Tetsuya Matoba, Hiroaki Shimokawa, Mikio Nakashima, Yoji Hirakawa, Yasushi Mukai, Katsuya Hirano, Hideo Kanaide, Akira Takeshita

×

Figure 3

Options: View larger image (or click on image) Download as PowerPoint
Identification of the nature of EDHF in mouse small mesenteric arteries....
Identification of the nature of EDHF in mouse small mesenteric arteries. (a) Catalase (1250 U/ml) markedly inhibited the endothelium-dependent relaxation to ACh in control mice (after the blockade of cyclooxygenase and eNOS) (left, n = 5) and in eNOS-KO mice (after the blockade of cyclooxygenase) (right, n = 4).

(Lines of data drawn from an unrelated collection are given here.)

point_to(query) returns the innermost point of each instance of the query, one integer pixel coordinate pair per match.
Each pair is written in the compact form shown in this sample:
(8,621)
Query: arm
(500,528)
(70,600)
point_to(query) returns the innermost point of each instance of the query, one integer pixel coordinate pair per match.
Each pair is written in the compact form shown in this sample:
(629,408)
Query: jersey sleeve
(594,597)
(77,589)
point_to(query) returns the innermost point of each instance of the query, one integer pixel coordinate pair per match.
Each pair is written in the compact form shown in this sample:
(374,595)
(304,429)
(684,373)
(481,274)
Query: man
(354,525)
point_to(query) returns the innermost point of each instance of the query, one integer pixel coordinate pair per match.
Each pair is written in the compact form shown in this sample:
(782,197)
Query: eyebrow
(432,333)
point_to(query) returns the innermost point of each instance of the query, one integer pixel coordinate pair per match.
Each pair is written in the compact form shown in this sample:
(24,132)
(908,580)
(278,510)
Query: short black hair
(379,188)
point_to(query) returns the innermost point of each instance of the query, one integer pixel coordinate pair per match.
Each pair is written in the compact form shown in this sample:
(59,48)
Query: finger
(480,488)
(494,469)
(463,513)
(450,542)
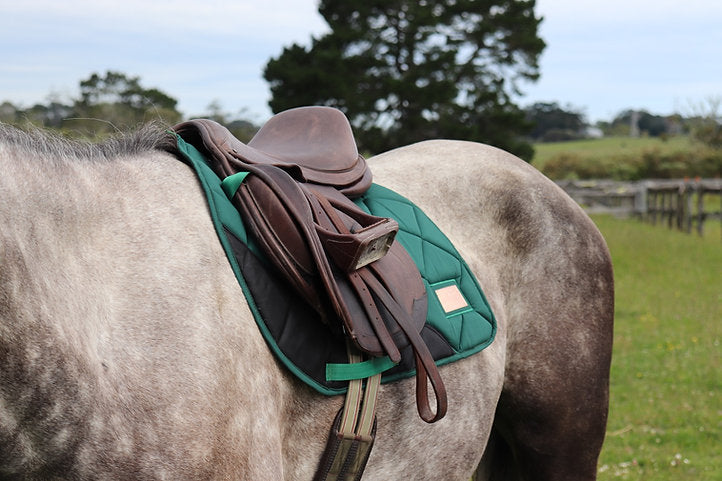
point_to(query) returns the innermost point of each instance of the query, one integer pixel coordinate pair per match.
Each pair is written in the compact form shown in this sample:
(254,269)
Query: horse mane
(148,137)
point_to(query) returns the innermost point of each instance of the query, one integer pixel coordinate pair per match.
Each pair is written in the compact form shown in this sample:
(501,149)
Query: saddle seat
(312,144)
(297,176)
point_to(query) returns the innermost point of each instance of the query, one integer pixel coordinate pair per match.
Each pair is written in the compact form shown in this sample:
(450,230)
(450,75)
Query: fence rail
(679,203)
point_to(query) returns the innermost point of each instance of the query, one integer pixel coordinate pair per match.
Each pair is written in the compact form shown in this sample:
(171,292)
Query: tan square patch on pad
(451,298)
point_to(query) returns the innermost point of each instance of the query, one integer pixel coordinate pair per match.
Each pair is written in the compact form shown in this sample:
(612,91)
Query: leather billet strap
(369,288)
(353,431)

AP < 0.01. (b) Catalase also inhibited the ACh-induced endothelium-dependent hyperpolarization in small mesenteric arteries of control mice (left, n = 5), whereas it did not affect the levcromakalim-induced (10 μM) hyperpolarization (right, n = 3). AP < 0.01 vs. control. (c) H2O2, when exogenously applied, caused endothelium-independent relaxation (left, n = 5) as well as hyperpolarization (right, n = 4) in small mesenteric arteries of control mice without endothelium. AP < 0.01 vs. control, BP < 0.05 vs. resting membrane potentials. Experiments were performed in the presence of indomethacin (10 μM) and L-NNA (100 μM) (b and c).